Loin de l'église qui a bercé son après-midi, loin des douceurs du Seigneur et de son pardon, loin de la droiture de la voie du clergé, de la voix du pasteur, des murmures qui s'échappent du confessional, il erre dans les tréfonds sombres de Londres où se terrent les rats. Où se terrent les gens
comme ça. Comme
lui. Il se rend bien compte qu'il a beau jouer les enfants de l'église, il n'en est qu'une pâle copie. Qu'il en ferait rire bien plus d'un connaissant son métier s'il disait passer ses journées à prier.
Mais il est là, Tian.
A jouer entre ses doigts avec le rosaire qui pend du cuir lié à son avant-bras. Le pas serein au milieu des coins de rue qui le tiennent loin de chez lui - si l'on peut appeler ça un chez soi. Un hébergement délabré trop épuré pour appartenir à une quelconque âme. La Bible sur le recoin d'une table, un bracelet de prière rangé dans un tiroir comme seul vestige d'une enfance paisible. Et dans un coin, pliés, le résultat d'un jury -
coupable. Mais il avait été témoin.
Alors il est là, Tian.
Mais son âme se tient loin, au travers des mers et des cieux, encore enfermée dans un tribunal, si bien qu'il ne fait pas attention à un visage trop banal. Malgré les yeux qui se croisent, il n'y fait pas plus attention. Pourtant il sent une certaine animosité lui échapper, un certain agacement qu'il ne pense pas mériter. Une silhouette qui s'avance, bien plus grande que la sienne. Pourtant, il est là Tian. Il ne bouge pas. Donne l'impression d'être inébranlable quand il est porté sans cesse par la brise. C'est peut-être la Sibérie qui l'a cloué au sol, celle qui se porte à lui sans qu'il n'ait rien demandé. Mais il ne stalk personne, et certainement pas un
inconnu. Il devrait savoir, pourtant. Comprendre la leçon - mais chaque fois c'est la même pièce qui se joue, le même ton monotone et le même regard nonchalant, désintéressé d'une personne qui pourtant n'a jamais cesse de l'agacer.
▬ T'es qui ?
Qu'il pencherait presque la tête sur le côté.

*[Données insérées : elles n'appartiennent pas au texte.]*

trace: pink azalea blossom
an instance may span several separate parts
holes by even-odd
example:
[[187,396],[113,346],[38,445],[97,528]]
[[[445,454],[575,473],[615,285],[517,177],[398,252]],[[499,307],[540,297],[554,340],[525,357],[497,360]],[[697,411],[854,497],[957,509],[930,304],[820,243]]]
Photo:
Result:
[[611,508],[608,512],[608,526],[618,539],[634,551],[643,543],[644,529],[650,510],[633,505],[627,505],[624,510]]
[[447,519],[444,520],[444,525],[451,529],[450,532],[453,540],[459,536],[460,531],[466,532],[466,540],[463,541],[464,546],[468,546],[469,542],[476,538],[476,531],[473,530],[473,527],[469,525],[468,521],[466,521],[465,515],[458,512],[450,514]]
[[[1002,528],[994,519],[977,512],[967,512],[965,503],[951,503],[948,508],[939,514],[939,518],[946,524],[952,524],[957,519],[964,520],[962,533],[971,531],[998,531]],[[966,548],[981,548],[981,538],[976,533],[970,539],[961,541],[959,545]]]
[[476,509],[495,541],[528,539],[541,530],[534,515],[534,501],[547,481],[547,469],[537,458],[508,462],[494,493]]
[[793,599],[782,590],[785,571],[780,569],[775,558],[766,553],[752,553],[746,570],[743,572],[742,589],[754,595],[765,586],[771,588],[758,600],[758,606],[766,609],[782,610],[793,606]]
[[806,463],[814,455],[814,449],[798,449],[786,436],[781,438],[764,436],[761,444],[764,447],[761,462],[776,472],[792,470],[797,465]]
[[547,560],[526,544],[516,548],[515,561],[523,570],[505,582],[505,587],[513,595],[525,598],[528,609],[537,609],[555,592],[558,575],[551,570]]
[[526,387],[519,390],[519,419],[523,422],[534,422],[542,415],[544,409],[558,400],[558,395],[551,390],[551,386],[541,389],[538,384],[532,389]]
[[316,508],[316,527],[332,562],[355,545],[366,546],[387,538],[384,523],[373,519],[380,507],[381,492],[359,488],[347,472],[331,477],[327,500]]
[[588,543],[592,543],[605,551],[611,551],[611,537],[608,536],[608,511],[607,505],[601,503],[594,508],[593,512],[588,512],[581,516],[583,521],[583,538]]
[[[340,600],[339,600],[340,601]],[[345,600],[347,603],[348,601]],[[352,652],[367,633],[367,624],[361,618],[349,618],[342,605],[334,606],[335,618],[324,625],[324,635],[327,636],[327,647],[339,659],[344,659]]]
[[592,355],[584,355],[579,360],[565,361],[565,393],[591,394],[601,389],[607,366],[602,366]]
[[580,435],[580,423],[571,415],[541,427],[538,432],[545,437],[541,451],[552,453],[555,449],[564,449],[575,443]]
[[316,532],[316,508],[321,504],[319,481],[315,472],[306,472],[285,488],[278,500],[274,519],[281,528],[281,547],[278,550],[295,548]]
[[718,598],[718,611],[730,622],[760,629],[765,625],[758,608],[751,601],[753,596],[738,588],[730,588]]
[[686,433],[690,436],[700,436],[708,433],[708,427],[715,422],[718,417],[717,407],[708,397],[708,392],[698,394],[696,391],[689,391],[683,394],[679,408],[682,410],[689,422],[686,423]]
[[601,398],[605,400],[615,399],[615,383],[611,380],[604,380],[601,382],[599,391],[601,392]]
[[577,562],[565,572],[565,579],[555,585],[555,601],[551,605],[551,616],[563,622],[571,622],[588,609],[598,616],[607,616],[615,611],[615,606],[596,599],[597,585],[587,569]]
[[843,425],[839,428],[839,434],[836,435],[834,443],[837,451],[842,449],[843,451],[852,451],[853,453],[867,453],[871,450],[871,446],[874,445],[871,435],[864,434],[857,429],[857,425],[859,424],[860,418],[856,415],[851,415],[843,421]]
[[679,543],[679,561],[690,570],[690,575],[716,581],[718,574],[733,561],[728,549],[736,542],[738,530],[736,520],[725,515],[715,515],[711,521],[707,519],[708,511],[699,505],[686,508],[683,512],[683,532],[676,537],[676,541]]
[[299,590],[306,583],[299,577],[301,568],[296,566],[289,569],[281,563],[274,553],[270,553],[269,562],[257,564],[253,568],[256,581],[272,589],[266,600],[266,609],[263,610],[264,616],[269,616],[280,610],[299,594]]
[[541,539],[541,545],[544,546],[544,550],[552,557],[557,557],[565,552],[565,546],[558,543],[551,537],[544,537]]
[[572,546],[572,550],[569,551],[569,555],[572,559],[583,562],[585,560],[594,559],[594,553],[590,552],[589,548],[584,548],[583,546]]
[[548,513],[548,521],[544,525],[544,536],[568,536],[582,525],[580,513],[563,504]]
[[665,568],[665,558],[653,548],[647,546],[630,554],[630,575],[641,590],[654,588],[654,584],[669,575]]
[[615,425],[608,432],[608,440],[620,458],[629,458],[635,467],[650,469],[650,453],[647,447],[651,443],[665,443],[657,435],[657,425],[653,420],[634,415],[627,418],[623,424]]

Le jade qui caresse ses joues, le col d'un sweatshirt qui révèle le col roulé qui remonte sur son cou ; chaque fois la même peinture, les mêmes oreilles bafouées de cicatrices qui se laissent apercevoir comme les piercings qui les déguisent.
▬ J't'ai jamais vu, j'vois pas de quoi tu parles.
Mais tu ne vois jamais rien, Tian.
Vu que tu passes ta vie à t'aveugler,
A te bander les yeux.
A
oublier.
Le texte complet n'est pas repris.